2 Chapter 2: You’re Dead.

( Disclaimer: I still do not own Harry Potter. If I did, expect a remaster where Harry acts like a proper abused child who was too tough to lose it. Dumbledore like the wizard that he is. Snape getting in Jail. Malfoy getting in Jail. Lucius getting killed by Dobby. And you'll never hear much of Ron, and not nearly as much of Hermione. Also, Cursed Child wouldn't exist. You're welcome.)

My tendency to lean too much on the strength of my ego proved itself to be a boon, it makes it easier to just cast aside all worries and trouble in order to focus on the essential: The safekeeping of my life, or failing that, the sanctity of my arse.

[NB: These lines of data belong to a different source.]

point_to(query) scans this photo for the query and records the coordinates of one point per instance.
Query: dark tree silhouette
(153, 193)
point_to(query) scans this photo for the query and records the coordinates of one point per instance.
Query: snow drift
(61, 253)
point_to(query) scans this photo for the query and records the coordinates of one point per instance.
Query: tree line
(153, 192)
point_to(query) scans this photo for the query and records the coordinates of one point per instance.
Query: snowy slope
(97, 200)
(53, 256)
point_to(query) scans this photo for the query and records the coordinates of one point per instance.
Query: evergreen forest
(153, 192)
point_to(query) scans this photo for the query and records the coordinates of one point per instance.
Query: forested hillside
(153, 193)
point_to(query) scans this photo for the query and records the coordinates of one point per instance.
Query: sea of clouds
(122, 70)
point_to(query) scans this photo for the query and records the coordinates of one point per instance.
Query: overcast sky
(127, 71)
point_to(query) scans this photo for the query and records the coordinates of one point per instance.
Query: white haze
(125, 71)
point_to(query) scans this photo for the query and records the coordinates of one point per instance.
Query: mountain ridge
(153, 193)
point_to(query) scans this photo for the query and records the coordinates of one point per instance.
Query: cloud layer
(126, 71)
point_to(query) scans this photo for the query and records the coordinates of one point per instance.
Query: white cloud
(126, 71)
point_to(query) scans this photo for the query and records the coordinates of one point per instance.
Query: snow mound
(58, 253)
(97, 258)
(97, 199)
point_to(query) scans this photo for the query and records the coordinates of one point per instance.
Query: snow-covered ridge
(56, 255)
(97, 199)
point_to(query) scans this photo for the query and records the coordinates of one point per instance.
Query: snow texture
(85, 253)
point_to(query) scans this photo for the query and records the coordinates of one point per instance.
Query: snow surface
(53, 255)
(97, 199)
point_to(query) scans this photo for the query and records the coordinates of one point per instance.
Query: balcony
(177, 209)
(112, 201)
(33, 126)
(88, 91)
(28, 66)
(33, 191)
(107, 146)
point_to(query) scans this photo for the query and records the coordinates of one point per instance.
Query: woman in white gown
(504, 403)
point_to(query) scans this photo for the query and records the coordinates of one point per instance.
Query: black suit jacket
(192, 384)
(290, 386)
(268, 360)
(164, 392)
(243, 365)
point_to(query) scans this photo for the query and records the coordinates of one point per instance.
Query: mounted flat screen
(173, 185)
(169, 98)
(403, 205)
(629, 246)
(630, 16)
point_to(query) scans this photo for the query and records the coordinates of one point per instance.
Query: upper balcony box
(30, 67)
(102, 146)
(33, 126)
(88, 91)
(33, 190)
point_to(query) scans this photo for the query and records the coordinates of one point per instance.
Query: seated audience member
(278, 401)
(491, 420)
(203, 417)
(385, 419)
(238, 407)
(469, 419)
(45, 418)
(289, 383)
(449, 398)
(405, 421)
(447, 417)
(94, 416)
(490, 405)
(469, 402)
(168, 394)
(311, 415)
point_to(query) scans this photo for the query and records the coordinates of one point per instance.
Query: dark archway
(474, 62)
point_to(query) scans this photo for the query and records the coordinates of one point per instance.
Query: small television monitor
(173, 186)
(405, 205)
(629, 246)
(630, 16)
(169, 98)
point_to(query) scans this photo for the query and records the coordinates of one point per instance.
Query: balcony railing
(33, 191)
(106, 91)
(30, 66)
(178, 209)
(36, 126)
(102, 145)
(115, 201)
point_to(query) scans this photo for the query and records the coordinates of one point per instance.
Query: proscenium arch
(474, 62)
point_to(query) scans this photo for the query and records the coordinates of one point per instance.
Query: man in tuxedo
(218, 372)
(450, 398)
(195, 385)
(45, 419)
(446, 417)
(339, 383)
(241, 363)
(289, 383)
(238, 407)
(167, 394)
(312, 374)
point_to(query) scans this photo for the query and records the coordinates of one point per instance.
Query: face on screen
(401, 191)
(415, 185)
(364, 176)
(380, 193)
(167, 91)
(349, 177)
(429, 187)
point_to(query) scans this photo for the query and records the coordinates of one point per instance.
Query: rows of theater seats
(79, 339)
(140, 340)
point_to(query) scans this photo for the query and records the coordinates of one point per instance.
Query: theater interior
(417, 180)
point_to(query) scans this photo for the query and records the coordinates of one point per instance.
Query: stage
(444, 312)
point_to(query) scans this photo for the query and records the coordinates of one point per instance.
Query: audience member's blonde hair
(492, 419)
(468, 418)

I now had great power which, albeit weakened, would allow lesser men to prevail over greater challenges. Questioning my ability to push forward is no different from questioning my intellect, and no one can accept such an insult. Especially from themselves.

[Observe Lvl 1:

Your ability to perceive, assess and gather information about a person, area or item. You are skilled enough to recognise basic traits, such as the gender of the target. Which is better than most of modern society.]

'Alright, sass aside, I need to understand more about the nature of this pseudo-system.' I dismissed the panel with a thought, calling forth the 'Inventory' for further investigation. 'Knowing the specs and limits of my tool is vital to any successful usage and planning, ignorance is the enemy.'

A quick look brought its share of disappointment, the inventory space was limited to five miserable slots. Thankfully, my clothes weren't considered items, otherwise a good part of my plans would be made obsolete.

'Is 5 slots the final limit, or is it dependent on one of my stats? Is there any weight limit? It would be funny if I could just store the whole ship in it, even if I'd end up drowning.' I stored away that last idea, such destructive potential couldn't simply be ignored.

I have something of a knack for coming up with these rather…inspired possibilities. In mere seconds, my mind was filled with thoughts of disappearing body parts, storage of the entire earth crux or a small lake for later use. Taking a couple pounds of flesh, or erasing extra body parts would make some fine intimidation tactics.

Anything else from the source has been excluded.